Ainsi, dès lors qu’une personne remplit les conditions d’action en justice à savoir : l’intérêt légitime d’agir, la capacité légale et la qualité, elle peut porter des prétentions devant un juge étant indiqué que toute action en justice faite de manière dilatoire ou abusive peut donner lieu à la condamnation de son auteur à une amende civile d’un maximum de 10 000 euros, sans préjudice des dommages-intérêts au sens de l’article 32-1 du Code de procédure civile.

Par conséquent, la menace d’une personne de recourir de moyens légaux pour lui contraindre de s’exécuter ne saurait être constitutive de chantage. Faut-il rappeler que la mise en demeure organisée par les articles 1344 à 1345-3 du Code de procédure civile n’est rien d’autre qu’une « menace légale » – sommation ; un moyen légal accordé aux créanciers pour contraindre leurs débiteurs à exécuter leurs obligations sous peine d’entreprendre des actions judiciaires à leur encontre. Il s’agit en effet d’une menace d’agir en justice – mais une menace autorisée par la loi.

Relativement, la chambre criminelle de la Cour de cassation a jugé dans les arrêts 12 mars 1985 et du 13 mars 1990, que n’était pas constitutif de chantage, le fait pour un créancier, de menacer son débiteur de recourir aux voies légales pour obtenir le paiement de sa dette (https://www.legifrance.gouv.fr/affichJuriJudi.do?idTexte=JURITEXT000007064839). Aussi, faut-il encore que la menace porte sur une obligation (dette) existante ou que le créancier ait réellement droit à son exécution.

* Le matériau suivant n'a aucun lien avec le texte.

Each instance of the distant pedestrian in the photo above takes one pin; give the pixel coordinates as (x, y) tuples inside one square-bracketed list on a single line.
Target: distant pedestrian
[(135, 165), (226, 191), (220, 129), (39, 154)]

En effet, lorsque la menace du créancier porte sur une obligation qui n’existe plus ou que ce dernier n’y a pas intérêt à son exécution ou que la menace porte sur des faits étrangers à la cause de la dette dont le paiement est réclamé, celle-ci est, conformément à l’arrêt du 5 mars 1975 de la chambre criminelle (la menace de révélation de faits) constitutive de chantage et en conséquence punissable en vertu de l’article 312-10 du Code pénal.

En somme, la menace faite à une personne d’agir en justice en cas de non-exécution d’une obligation légale ou contractuelle lui incombant, n’est, dès lors qu’elle a un rapport avec l’obligation dont l’exécution est réclamée, pas constitutive du délit de chantage.